Reputation: 3
I've been running into some issues deploying my rails code to Heroku since my development environment was set to sqllite3 by default. This is the following log snapshot:
ActiveRecord::StatementInvalid (PG::Error: ERROR: syntax error at or near ":"
2012-05-25T14:11:55+00:00 app[web.1]:
2012-05-25T14:11:55+00:00 app[web.1]: LINE 1: ...LECT "records".* FROM "records" WHERE (TIMESTAMP(:order) >=...
2012-05-25T14:11:55+00:00 app[web.1]: : SELECT "records".* FROM "records" WHERE (TIMESTAMP(:order) >= '2011-05-25 00:00:00' and TIMESTAMP(:order) <= '2012-05-25 23:59:59') ORDER BY created_at):
2012-05-25T14:11:55+00:00 app[web.1]: app/controllers/records_controller.rb:20:in `index'
The code fragment from my controller file:
opts = {:order => "created_at"}
opts[:conditions] = (@start_date.nil? ? "" : "TIMESTAMP(created_at::text) >= '#{@start_date.to_s(:db)}'")
opts[:conditions] += ((@start_date.nil? || @end_date.nil?) ? "" : " and ")

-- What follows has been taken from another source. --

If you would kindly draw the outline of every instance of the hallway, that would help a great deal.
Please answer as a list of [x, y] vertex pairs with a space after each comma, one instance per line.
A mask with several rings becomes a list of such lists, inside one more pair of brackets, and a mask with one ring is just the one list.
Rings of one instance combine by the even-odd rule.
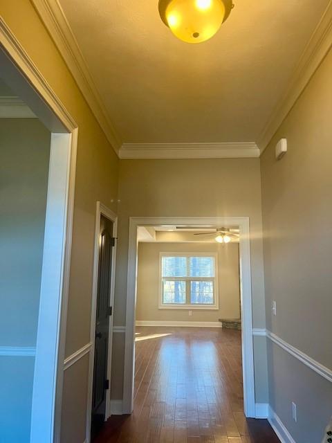
[[112, 416], [95, 443], [277, 443], [243, 413], [241, 332], [136, 328], [134, 410]]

opts[:conditions] += (@end_date.nil? ? "" : "TIMESTAMP(created_at::text) <= '#{@end_date.to_s(:db)}'")
Originally, I had a "DATETIME" where you have TIMESTAMP so I switched it and still getting issues. The context of this code is that I'm running a query between dates with the following format: 2011-05-25 00:00:00
Upvotes: 0
Views: 133
Reputation: 434665
Your created_at
should already be a timestamp
so there's no need for TIMESTAMP(created_at::text)
to try and cast it to a timestamp
; timestamp(x)
won't work in PostgreSQL anyway. You shouldn't need that sort of thing for SQLite either.
You end up running SQL like this:
SELECT "records".*
FROM "records"
WHERE TIMESTAMP(:order) >= '2011-05-25 00:00:00'
and TIMESTAMP(:order) <= '2012-05-25 23:59:59'
ORDER BY created_at
You're doing something somewhere that changes created_at::text
to :order
in the SQL. I haven't been able to reproduce that behavior but I suspect that you're running afoul of named placeholders (i.e. column = :value
rather than column = ?
) but that's just a wild guess.
In any case, if get rid of the timestamp(...)
stuff and switch over to chaining your where
calls, you'll get something much nicer:
query = Record.order(:created_at)
query = query.where('created_at >= ?', @start_date) if(@start_date.present?)
query = query.where('created_at <= ?', @end_date) if(@end_date.present?)
Then you can query.all
or query.paginate(...)
or whatever to get your final results. That is (IMHO) much prettier than a pile of string wrangling and it should work the same anywhere.
If you're going to be deploying on top of PostgreSQL (i.e. Heroku) then you should develop and test on top of PostgreSQL. SQLite has some strange ideas about what SQL is and how its type system works, PostgreSQL is (thankfully) much less forgiving. You should always develop and deploy on the same stack and same applies all the way down to version numbers.